You should also try roasted sweet potatoes for a change. All you need to do is season whole potatoes with spices and herbs, then cook them on a wire rack.
In another method, you can even wrap them in tin foil to make baked sweet potatoes. Either way, there will be delicious potatoes to pair with the chicken.
Carrots and tubers like potatoes and sweet potatoes often have high carbohydrate content. So do keep an eye on them when pairing if you’re following a low-carb diet.
What to Serve with Lemon Chicken
Combining the right flavor enhancers for lemon chicken will make it an easy job for you to pull things together. In the same vein, choosing the right side dish is no less important.
1. Roasted Vegetables
Roasted vegetables are versatile and loaded with organic flavors. Veggies are chopped small, baked together and topped with melted parmesan cheese.
The flavor enhancing agents are simple: only garlic, fresh pepper, and your favorite herbs. Their sweet and earthy taste easily matches a wide variety of meaty dishes like this lemon chicken.
2. Carrot Juice
Carrot juice is hearty with the mix-and-match of carrot, celery, and apple, with a hint of tang from ginger. The celery becomes more subtle in taste when diluted with carrot juice.
This drink can be made with ease in your kitchen within a couple of minutes. It makes a detox juice that’s low in calories, rich in antioxidants, and suitable for any meal, big or small.
In terms of a balanced, nutritious meal, we recommend only a small portion of the pasta alongside the chicken. Try adding vegetables to the meal to make sure you’re provided with energy from all three macronutrients.
Besides vegetables, rice and pasta can also be served with this lemon chicken recipe.
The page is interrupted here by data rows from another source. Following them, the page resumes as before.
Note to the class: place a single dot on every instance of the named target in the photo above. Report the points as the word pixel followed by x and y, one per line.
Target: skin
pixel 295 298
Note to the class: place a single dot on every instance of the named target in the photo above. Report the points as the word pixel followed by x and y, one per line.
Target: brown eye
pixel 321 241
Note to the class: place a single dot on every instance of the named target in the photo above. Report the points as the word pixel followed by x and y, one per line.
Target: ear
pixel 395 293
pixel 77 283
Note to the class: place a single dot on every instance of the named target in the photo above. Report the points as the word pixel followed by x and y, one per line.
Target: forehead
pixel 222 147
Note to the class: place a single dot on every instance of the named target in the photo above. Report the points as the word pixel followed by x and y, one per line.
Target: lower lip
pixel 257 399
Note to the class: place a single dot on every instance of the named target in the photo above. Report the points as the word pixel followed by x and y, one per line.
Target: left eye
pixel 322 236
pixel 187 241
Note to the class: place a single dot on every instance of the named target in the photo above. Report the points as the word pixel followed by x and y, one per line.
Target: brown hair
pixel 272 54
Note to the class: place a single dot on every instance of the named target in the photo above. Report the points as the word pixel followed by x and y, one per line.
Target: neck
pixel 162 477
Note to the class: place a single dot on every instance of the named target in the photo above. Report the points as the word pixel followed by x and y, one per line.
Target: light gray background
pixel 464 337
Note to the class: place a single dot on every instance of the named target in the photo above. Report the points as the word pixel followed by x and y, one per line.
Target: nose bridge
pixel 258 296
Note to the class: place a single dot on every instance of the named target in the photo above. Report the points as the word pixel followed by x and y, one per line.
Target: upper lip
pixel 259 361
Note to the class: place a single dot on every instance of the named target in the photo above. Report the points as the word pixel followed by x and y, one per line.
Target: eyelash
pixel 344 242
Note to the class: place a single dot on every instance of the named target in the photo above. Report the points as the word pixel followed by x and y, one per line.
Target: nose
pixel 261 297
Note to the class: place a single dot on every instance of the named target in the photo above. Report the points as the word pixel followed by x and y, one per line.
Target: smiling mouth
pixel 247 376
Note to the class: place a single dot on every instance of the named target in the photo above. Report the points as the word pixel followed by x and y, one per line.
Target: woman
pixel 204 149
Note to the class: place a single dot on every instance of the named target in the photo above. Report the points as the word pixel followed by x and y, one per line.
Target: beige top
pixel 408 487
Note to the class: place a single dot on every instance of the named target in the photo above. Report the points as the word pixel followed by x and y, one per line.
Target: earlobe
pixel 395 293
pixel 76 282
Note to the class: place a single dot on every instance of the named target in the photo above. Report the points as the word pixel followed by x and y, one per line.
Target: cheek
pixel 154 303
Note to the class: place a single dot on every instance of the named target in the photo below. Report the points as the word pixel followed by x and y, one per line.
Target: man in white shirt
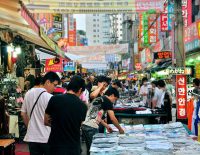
pixel 32 112
pixel 144 91
pixel 157 95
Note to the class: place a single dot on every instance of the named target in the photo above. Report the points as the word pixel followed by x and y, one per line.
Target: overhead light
pixel 10 48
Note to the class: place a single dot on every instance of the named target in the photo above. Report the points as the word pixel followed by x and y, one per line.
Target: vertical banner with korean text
pixel 145 29
pixel 181 96
pixel 164 19
pixel 153 31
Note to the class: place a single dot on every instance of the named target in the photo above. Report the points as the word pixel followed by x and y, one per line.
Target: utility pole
pixel 178 27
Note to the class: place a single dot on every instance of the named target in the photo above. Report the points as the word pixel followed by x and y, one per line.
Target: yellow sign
pixel 197 69
pixel 198 28
pixel 51 44
pixel 81 6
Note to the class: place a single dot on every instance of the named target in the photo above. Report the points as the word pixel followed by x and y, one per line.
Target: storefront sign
pixel 70 66
pixel 164 19
pixel 181 96
pixel 170 14
pixel 138 66
pixel 51 44
pixel 179 70
pixel 52 65
pixel 145 5
pixel 198 28
pixel 187 12
pixel 30 20
pixel 153 33
pixel 163 55
pixel 191 38
pixel 197 70
pixel 145 29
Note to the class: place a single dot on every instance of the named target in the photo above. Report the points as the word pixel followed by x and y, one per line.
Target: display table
pixel 156 139
pixel 7 147
pixel 128 115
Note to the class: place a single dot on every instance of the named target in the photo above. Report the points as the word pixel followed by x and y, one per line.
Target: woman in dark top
pixel 3 118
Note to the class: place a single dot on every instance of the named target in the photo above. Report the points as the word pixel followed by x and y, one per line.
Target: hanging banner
pixel 152 33
pixel 163 55
pixel 70 66
pixel 54 65
pixel 191 37
pixel 181 96
pixel 197 70
pixel 145 5
pixel 164 19
pixel 51 44
pixel 170 14
pixel 145 29
pixel 198 28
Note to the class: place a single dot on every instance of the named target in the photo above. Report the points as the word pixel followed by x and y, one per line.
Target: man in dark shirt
pixel 64 114
pixel 100 107
pixel 29 79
A small bowl of hot steamed rice is enough to make it a complete square meal.
Feel free to substitute for brown rice or quinoa for a healthier bed of carbs!
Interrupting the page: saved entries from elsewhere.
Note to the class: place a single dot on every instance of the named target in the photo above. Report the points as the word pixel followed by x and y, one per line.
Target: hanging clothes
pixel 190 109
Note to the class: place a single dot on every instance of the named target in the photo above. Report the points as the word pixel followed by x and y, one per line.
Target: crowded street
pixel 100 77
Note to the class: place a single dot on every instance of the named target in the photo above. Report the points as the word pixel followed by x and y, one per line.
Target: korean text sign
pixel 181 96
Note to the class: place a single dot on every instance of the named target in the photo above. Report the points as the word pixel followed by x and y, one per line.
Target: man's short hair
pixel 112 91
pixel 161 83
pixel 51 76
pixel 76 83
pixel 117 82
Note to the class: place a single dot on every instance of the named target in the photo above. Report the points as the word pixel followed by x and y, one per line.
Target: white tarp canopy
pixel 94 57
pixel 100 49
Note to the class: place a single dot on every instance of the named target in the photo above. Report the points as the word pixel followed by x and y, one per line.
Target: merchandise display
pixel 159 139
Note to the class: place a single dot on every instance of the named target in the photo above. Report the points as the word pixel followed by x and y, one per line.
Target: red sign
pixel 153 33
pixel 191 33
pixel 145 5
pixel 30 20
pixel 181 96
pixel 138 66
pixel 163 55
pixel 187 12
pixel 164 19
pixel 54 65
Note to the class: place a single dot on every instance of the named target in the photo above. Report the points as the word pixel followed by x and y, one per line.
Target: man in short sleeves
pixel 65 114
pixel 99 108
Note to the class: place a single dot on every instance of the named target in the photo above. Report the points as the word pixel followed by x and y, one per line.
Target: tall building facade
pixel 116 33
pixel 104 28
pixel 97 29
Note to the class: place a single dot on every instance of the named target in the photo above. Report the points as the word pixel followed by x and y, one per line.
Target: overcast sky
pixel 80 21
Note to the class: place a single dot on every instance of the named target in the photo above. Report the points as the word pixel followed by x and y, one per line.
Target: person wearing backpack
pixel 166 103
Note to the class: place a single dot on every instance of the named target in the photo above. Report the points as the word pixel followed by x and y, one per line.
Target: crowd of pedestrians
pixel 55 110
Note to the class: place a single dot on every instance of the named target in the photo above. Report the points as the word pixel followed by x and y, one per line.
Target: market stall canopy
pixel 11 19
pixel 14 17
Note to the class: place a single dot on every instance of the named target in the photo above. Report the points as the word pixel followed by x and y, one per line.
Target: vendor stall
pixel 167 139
|Lemon Chicken||Main Dish||421||10.3 g||400 mg|
|Roasted Vegetables||Side Dish||199||1.9 g||270 mg|
|Carrot Orange Ginger Juice||Beverage||127||0.0 g||45 mg|
|Total||747||12.2 g||715 mg|
Healthy Lemon Chicken Recipe
- 24 oz skinless boneless chicken breast 4 medium breasts
- 1 1/2 tbsp olive oil divided
- 1/2 tsp salt divided
- 1/4 tsp ground black pepper
- 1 tbsp dried thyme
- 2 tsp garlic minced, divided
- 1 tbsp shallot
- 2 tbsp unsalted butter
- 1/4 cup flour
- 1 1/2 cups unsalted chicken broth
- 1/3 cup whole milk
- 1/3 cup heavy cream
- 2 tbsp lemon juice
- 1 tbsp dill
- 1 tsp parsley
- 1/4 tsp red pepper flake
- 5 lemon slices
- Rinse the chicken breasts and pat dry. Split each breast halfway to form a pocket.
- Make the marinade mixture: ground black pepper, dried thyme, 1 teaspoon of garlic, and 1/2 tablespoon of olive oil. Rub the chicken breasts with the marinade mixture on both sides and inside the pockets.
- Heat 1 tablespoon olive oil in a large cast-iron pan over medium-high heat.
- Add chicken to the pan and sear the first side for 10 minutes until golden brown. Flip them over and spend about 8 minutes to sear the other side. Transfer the chicken to a clean plate, set aside.
- In the same pan, add shallots, 1 teaspoon of garlic, and butter. Reduce the heat to medium-low. Stir them around for about 1 minute.
- Add flour in, stir for 1 minute.
- Add chicken broth in. Let simmer and whisk for 2 minutes.
- Add whole milk, heavy cream, and salt. Stir for 1 minute.
- Add the chicken breasts back in.
- Add lemon juice and dill, whisk gently and let simmer for 3 minutes so the cream combines with the rest.
- Add lemon slices to the pan for fragrance.
- Sprinkle chopped fresh parsley and red pepper flakes on top, let them sit on the heat for an extra 2 minutes.
- Remove from skillet onto plates and serve.